文吏们各行其是,他们或者奋笔疾,或者忙着计算,没有人在意到屋内多了费玮这么一个外人。
费玮大为赞叹,这种迥异的官风可以让人全身心地投入工作,不必忙于应酬。
难道说,李贤治下的所有官员都是这样的吗?费玮心中好奇。
进入一个隔厅之后,田丰微微一笑,道:“以后这里就是你办公的地方,记住,你的职责是草拟军令,军令拟好之后需要我核实签章,然后再加上将军大印,这是将军定下的规矩,缺一不可”。
费玮虚心应诺。
田丰很是满意,费玮能够双榜第一,这说明他确实有才华。
恃才而不傲物,这样的士子稍加历练便可大用!
新官上任第一日,田丰并没有交给他太多工作,只是让他四处走动,熟悉各项工作。
每到一处,费玮只是耐心观察,不发一言。
从写语言到文分类,从舆图推演到战情分析,费玮学的津津有味。
这里的每一个人似乎都有一种紧迫感,放眼四望,费玮似乎是最闲的人。
酉时一刻,大小官员离开班房,他们结束了一天的工作。
这时候,在田丰的介绍下,众人与费玮相互见礼,互称久仰。
不知何时,一个身材丰腴的男子笑道:“田参军,文伟新官上任,咱们应该为他接风洗尘才对,我估摸着其他衙门都已经去了酒楼,如果我们去的晚了,只怕连雅间都坐不上了”。

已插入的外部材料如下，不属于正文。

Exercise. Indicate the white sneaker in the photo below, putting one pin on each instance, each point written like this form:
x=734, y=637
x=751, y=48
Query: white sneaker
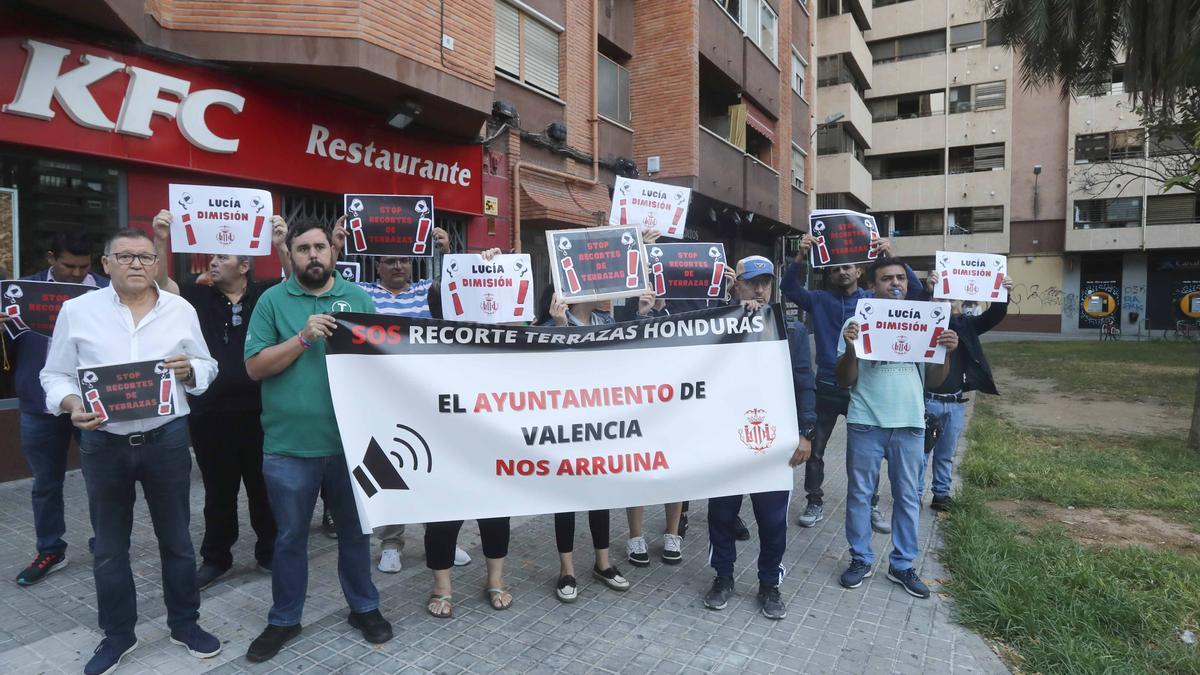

田丰摇头笑道:“杞人忧天,我们最擅长的事情是什么?未雨绸缪呀!早在文伟到来之前,我就已经在仙人阁订了雅间,今日,大家可以开怀畅饮”。
费玮施礼一谢。
田丰又补充道:“规矩诸位应该懂,在此我不多说,酒可以喝,但是一定要适量,谁要是贪杯误事,可莫怪我秋后算账”。
“晓得了,参军大人,我们心中有数”
“今日文伟新到,参军可不要把他吓坏了”
……
众人说笑着往酒楼行去。
约莫过了一刻钟的功夫,田丰、费玮与一帮同僚到达仙人阁。
酒是好酒,菜是好菜。
酒过三巡,费玮又一次表示了谢意。
众人哄闹不已,笑道:“我们都是沾了文伟的福,若不然,这仙人阁我们一年都来不了一次”。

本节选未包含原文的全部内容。